This afternoon at Mathemati-Con, James Tanton proved to us 12 different ways that 1 = 2. Here are just a few of his arguments:

1. Since $i^2 = -1$,

\[ 1 = {i^2 + 3 \over 2} = {(\sqrt{-1})(\sqrt{-1}) + 3 \over 2} = {\sqrt{(-1)(-1)} + 3 \over 2} = 2 \]

2. Take a unit square. The diagonal has length $\sqrt{2}$ by the Pythagorean theorem. But we can also approximate the diagonal using a staircase. The lengths of the horizontal segments of the staircase must add to 1, as must the lengths of the vertical segments. So the staircase, no matter how closely it approximates the diagonal, always has length 2. As we make the approximation better, this means that $\sqrt{2} = 2$ and therefore $2 = 4$ implies $1 = 2$.

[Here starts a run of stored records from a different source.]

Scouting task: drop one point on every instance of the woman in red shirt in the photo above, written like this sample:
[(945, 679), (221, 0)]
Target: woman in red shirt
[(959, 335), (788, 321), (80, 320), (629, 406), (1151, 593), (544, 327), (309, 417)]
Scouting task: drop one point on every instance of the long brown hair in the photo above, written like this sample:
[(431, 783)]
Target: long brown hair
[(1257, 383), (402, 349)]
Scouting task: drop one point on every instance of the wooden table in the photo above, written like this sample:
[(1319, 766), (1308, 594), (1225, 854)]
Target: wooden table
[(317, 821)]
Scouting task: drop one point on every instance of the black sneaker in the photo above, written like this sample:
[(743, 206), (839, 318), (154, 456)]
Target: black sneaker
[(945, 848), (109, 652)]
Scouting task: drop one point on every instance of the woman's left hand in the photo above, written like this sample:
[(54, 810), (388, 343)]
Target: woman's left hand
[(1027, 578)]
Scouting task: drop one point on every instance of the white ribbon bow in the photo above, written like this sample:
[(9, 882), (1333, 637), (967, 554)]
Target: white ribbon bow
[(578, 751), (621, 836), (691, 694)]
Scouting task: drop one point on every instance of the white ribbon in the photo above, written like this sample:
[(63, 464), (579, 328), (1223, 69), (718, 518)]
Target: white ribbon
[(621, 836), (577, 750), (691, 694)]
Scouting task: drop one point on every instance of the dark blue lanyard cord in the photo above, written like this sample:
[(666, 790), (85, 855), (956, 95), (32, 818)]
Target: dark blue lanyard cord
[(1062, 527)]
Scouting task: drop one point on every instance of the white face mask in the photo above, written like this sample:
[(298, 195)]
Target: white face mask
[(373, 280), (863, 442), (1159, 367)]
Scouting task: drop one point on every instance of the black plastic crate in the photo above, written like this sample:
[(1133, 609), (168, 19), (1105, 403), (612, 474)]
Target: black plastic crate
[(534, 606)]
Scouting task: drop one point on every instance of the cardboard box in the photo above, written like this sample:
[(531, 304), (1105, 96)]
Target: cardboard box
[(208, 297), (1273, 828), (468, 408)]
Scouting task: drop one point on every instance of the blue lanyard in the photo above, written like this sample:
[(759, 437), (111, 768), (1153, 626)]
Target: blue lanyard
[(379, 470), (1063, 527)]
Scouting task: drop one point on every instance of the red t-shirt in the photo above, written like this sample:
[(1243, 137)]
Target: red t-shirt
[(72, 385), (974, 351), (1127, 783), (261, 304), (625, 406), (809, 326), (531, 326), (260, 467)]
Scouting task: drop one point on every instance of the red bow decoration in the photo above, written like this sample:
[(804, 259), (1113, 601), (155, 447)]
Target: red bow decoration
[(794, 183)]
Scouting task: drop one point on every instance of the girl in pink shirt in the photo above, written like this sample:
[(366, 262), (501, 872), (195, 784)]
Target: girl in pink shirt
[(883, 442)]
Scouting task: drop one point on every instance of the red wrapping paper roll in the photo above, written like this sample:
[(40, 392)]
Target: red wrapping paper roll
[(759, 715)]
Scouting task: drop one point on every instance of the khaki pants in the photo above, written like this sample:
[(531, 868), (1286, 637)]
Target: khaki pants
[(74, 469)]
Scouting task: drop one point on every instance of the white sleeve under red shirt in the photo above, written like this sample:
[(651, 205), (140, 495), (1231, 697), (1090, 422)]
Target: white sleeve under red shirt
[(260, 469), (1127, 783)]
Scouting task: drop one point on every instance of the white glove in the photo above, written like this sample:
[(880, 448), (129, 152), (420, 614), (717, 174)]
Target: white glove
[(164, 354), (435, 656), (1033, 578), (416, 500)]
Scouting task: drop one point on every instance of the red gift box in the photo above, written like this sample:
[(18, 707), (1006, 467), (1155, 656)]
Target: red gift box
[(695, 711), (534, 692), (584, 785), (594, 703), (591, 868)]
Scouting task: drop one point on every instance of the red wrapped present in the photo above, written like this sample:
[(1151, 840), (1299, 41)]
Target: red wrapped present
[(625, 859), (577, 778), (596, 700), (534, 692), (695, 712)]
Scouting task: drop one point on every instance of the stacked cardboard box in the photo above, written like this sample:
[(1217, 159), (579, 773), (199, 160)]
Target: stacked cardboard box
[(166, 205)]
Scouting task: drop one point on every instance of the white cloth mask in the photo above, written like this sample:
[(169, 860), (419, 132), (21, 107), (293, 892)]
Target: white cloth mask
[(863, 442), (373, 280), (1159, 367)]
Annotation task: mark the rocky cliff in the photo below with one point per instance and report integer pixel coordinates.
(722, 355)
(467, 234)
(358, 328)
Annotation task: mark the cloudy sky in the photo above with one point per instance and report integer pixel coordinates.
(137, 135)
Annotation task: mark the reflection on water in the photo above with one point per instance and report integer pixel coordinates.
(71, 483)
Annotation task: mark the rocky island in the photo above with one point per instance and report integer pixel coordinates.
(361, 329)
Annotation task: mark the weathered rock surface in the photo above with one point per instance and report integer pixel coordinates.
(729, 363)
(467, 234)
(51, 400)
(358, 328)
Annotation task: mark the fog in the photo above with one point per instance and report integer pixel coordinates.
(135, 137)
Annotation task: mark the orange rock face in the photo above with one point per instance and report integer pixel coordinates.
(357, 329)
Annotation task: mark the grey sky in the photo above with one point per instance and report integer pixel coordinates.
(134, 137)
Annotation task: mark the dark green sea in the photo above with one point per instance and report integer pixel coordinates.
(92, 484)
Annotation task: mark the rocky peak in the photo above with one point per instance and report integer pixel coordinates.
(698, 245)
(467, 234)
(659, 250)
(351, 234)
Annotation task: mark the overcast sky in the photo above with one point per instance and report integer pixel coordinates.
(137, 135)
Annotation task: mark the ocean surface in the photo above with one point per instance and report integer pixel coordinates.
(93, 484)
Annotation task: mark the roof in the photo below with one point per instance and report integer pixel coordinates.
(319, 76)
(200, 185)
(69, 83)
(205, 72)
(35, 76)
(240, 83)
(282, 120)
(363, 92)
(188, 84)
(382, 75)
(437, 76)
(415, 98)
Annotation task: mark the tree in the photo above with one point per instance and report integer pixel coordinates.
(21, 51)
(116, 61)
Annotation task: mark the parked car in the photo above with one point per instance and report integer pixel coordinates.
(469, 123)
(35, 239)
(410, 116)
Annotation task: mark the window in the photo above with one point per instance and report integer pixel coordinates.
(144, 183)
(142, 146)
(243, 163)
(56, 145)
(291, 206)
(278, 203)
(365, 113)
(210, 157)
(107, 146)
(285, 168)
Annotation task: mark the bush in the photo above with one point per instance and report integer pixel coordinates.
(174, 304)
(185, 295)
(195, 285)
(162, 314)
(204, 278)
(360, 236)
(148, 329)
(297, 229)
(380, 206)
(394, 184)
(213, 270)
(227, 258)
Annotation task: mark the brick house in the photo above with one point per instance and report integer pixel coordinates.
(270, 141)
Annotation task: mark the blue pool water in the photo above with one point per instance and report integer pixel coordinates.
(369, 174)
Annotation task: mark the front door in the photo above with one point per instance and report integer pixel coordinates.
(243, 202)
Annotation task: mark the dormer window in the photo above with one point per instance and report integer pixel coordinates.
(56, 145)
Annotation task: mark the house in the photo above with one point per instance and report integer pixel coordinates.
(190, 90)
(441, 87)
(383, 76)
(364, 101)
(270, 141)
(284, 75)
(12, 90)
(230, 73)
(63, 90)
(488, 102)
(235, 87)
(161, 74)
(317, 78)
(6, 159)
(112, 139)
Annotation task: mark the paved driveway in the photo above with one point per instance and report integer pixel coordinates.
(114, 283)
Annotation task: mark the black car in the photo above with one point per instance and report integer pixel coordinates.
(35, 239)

3. Write $ 0 = 0 + 0 + 0 + \dots$. Since $0 = 1 – 1$, we have

\[ 0 = (1-1) + (1-1) + (1-1) + \dots \]

But if we rearrange the parentheses, we get

\[ 0 = 1 + (-1+1) + (-1+1) + (-1 +1) + \dots = 1 + 0 + 0+ \dots = 1. \]

Thus $0 = 1$; adding 1 to both sides gives $1 = 2$.

See if you can spot the mistakes in each of the arguments. Tanton ended with the following irrefutable “proof by shopping”: At a store holding a 2-for-1 sale, he asked the sales associate how much it would cost to buy 1 item. She responded that it was the regular price–that is, the same price as buying 2 items. Hence it must follow that $1 = 2$.